The pool largely contains fixed-rate mortgages originated by 37 lenders. EverBank mortgages make up the majority of the transaction, or roughly 37% of the loan pool.
About 91% of the pool was originated by lenders with limited, non-agency performance history, the highest percentage to date relative to prior SEMT deals, Fitch said.
Other originators include First Republic Bank, Fremont Bank, Flagstar Bank, Rockland Trust Company and Prime Lending, Moody’s said.
High geographic concentration was a primary risk posted within the deal.
In this transaction, losses resulting from a severe economic downturn or natural disaster in San Francisco or Los Angeles would be higher than in any other geographically diverse pool. About 42.9% of the properties backing the mortgages are in California, with roughly 20% concentrated in the San Francisco area.
Another geographical risk are four of the loans in the deal are located in counties for which Federal Emergency Management Agency has made a disaster declaration as a result of damage caused by Hurricane Sandy.
The transaction consists of two pools, with pool one comprised of a combination of mortgages with terms of 30-years or less as well as adjustable-rate mortgages and pool two comprised of 100% of 30-year fixed-rate mortgages.
In addition, the top 20 borrowers make up 8.63% of the pool.
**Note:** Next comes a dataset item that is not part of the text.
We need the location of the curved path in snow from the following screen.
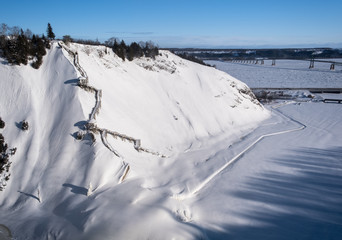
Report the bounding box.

The weighted average FICO score of borrowers is 760 due to significant liquid cash reserves and sizeable equity in their properties.
About 79% of the transaction consists of fixed-rate fully amortizing mortgages, which will not expose borrowers to any payment shock for the existence of the loan.
“We have assessed Redwood as an above average aggregator of prime jumbo residential mortgage loans, based on its historically strong collateral performance, above average lending practices, and above average operational stability,” Moody’s said.